Claim 1) An infinitely long line current can be modeled as the linear superposition of two infinitely long line charges.

Claim 2) An infinitely long line current can exert forces on charges with components parallel to the line it's on.

Claim 3) Because of Claims 1 and 2, at least one of the line charges comprising the line current is responsible for forces parallel to the wire acting on external charge.

Claim 4) We can use two parallel, infinitely long line currents, each composed of two parallel superimposed line charges, where the net force acting on an external charge positioned in between may be parallel to both line currents. We will assume, until Claim 8, that these infinitely long line currents are moving closer to together under their mutual magnetic attraction. These wires will, of course, induce EMFs on each other.

Claim 5) Any difference to the initial amount of current in the parallel wires of Claim 4 will cause a difference in the initial amount of force on the external charge of Claim 4 directed parallel to the wire. This is expected because EMFs are induced - it's simply a consequence of Faraday's law.

Claim 6) In the rest frame of the external charge, the parallel force acting on it will depend on the amount of current flowing in the wires (per claim 5), and therefore it depends on the relative parallel velocity of (-) line charges with respect to the (+) line charges.

Claim 7) Due to linear superposition, changing the parallel velocity of the (-) line charges is sufficient to change the parallel force acting on the charge positioned as per Claim 4. Similarly, changing the parallel velocity of the (+) line charges is also sufficient to change the parallel force. Therefore, each set of line charges can independently contribute to changes in the parallel force. By doing this, one could, for obvious reasons, obtain a parallel force of zero, simply by making the drift velocity zero, eliminating the current flow, and therefore also the EMF, entirely.

Claim 8) If we considered two parallel line currents consisting merely of two parallel 'naked' (-) moving line charges, then, as per claim 7, changing its parallel velocity (while also having outward perpendicular velocities) will contribute to a change in the parallel force (due to a projection of the altered E-field in the parallel direction).

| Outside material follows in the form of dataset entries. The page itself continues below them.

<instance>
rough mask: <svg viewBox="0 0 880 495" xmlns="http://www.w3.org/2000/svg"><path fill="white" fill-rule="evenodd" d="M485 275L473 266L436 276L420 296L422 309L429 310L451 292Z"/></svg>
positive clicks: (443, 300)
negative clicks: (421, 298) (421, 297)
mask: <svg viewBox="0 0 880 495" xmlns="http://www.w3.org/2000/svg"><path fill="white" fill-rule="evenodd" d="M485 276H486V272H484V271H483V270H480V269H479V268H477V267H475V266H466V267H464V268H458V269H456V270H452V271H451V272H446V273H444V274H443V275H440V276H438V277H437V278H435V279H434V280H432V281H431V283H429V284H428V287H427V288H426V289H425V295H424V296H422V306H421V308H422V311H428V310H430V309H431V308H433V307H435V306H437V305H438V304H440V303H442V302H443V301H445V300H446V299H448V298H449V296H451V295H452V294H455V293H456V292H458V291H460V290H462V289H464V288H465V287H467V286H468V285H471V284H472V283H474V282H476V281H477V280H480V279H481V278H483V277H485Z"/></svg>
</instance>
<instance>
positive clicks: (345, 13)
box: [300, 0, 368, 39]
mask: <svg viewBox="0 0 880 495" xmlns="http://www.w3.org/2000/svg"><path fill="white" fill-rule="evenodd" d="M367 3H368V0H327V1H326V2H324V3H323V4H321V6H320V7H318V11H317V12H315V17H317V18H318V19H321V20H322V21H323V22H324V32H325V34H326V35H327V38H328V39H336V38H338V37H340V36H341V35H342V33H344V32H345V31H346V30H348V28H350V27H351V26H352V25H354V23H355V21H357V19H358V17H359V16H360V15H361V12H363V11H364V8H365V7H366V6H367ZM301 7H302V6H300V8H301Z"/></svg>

There will be no (+) moving line charge in this case to cancel this change.

Claim 9) Continuing from Claim 8, the projection of the altered E-field in the parallel direction is a consequence of the fact that original velocity of each (-) line charge was not strictly parallel to their alignment, as they were moving away from each other.

Claim 10) Changing the velocity of the external charge of Claim 4 in the parallel direction invokes a Lorentz Boost that is non-colinear with the Lorentz Boost that would take the observer to the rest frame any one of the (-) line charges of Claim 9.

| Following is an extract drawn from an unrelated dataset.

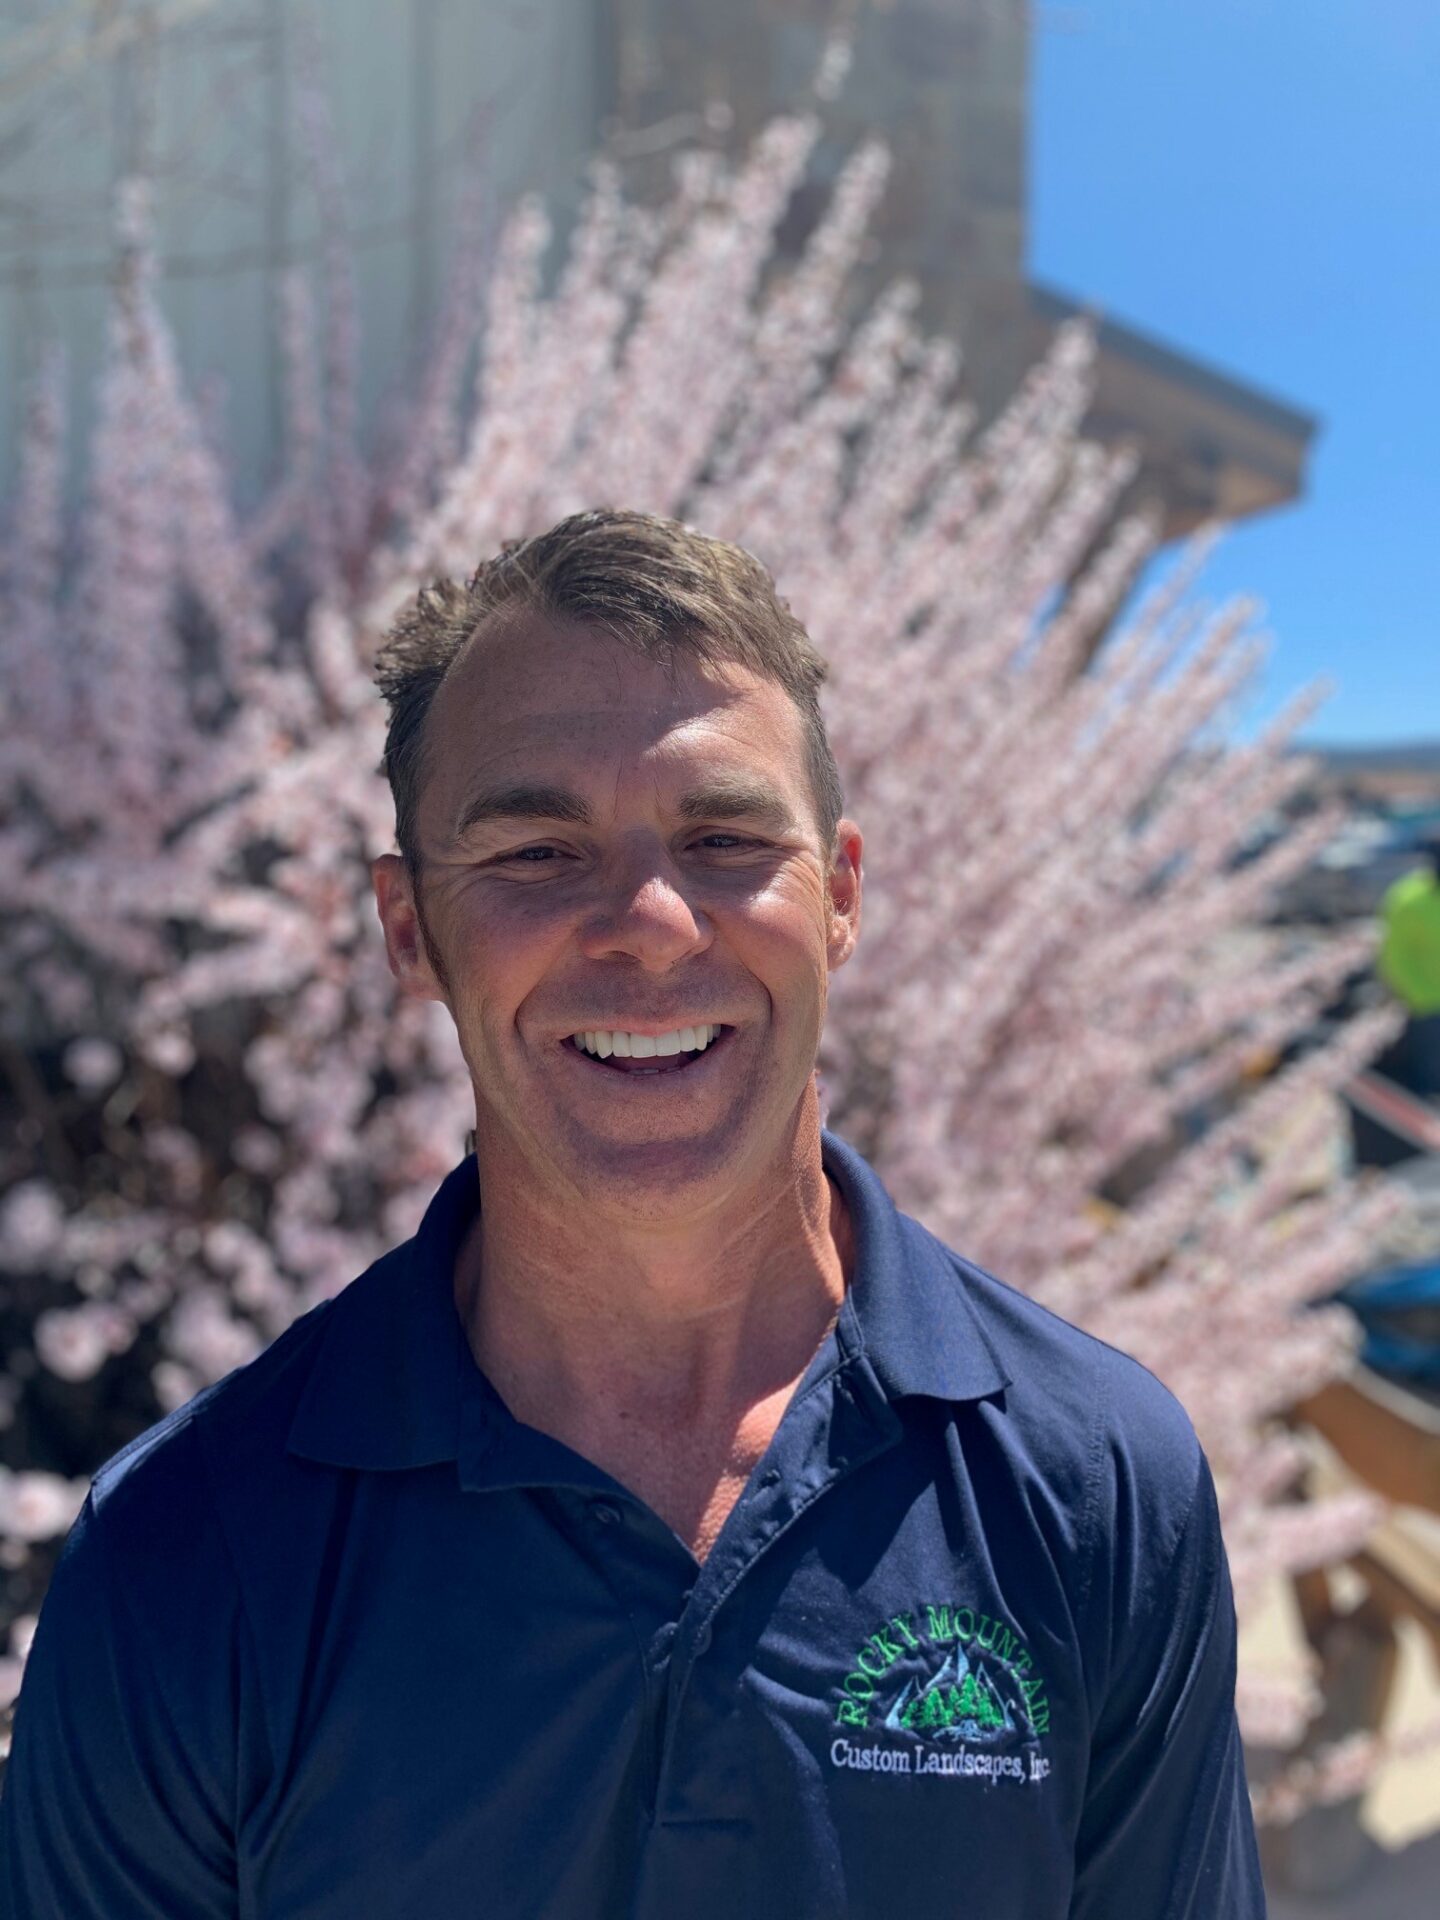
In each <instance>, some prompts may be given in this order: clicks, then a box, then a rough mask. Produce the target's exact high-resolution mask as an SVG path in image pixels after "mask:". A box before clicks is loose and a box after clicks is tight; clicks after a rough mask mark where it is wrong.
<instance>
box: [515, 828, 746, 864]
mask: <svg viewBox="0 0 1440 1920" xmlns="http://www.w3.org/2000/svg"><path fill="white" fill-rule="evenodd" d="M716 839H722V841H730V843H732V845H730V847H722V849H720V852H733V851H735V849H737V847H758V845H760V843H758V841H753V839H745V837H743V835H741V833H703V835H701V839H699V841H697V843H695V845H697V847H703V845H705V841H716ZM553 852H555V847H543V845H541V847H520V849H518V851H516V852H503V854H501V856H499V864H501V866H507V864H509V862H513V860H518V862H520V864H522V866H549V860H532V858H530V856H532V854H553Z"/></svg>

Claim 11) The external charge of Claim 10 would in its new inertial frame witness a different "net rotation" per electric field contributed by each the (-) line charges which were already moving as viewed in the inertial frame the charge had prior, altering the sum of the components of the electric field from each, both of which have a projection in the direction of this (non-colinear) boost - the projections of which do not cancel.

Claim 12) To elaborate on Claim 11, the magnitude of the electric field in the direction of this boost changes, not because of the boost itself, but because of rotation due to the boost's non-colinearity with respect to the boost to each of the different rest frames of each respective (-) line charge.

Claim 13) The fact that a Lorentz boost cannot cause a change in the magnitude of the electric field in direction of the boost does not mean such a change does not occur by other means, as a rotation of the electric fields of various electric field sources (subject to different non-colinear boosts) may cause the electric field to vary in the direction of the boost (but not because of the boost!).

Question 1: At which claim # does this argument begin to fall apart, have errors, etc?

Question 2: If there is no issue with the claims above, why is it said, often without further qualification, that the component of the electric field in the direction of a Lorentz boost does not at all change in the direction of that Lorentz boost, as if rotation could not happen for the electric fields of the sources that are already seen to be moving prior to the invoking of that Lorentz boost?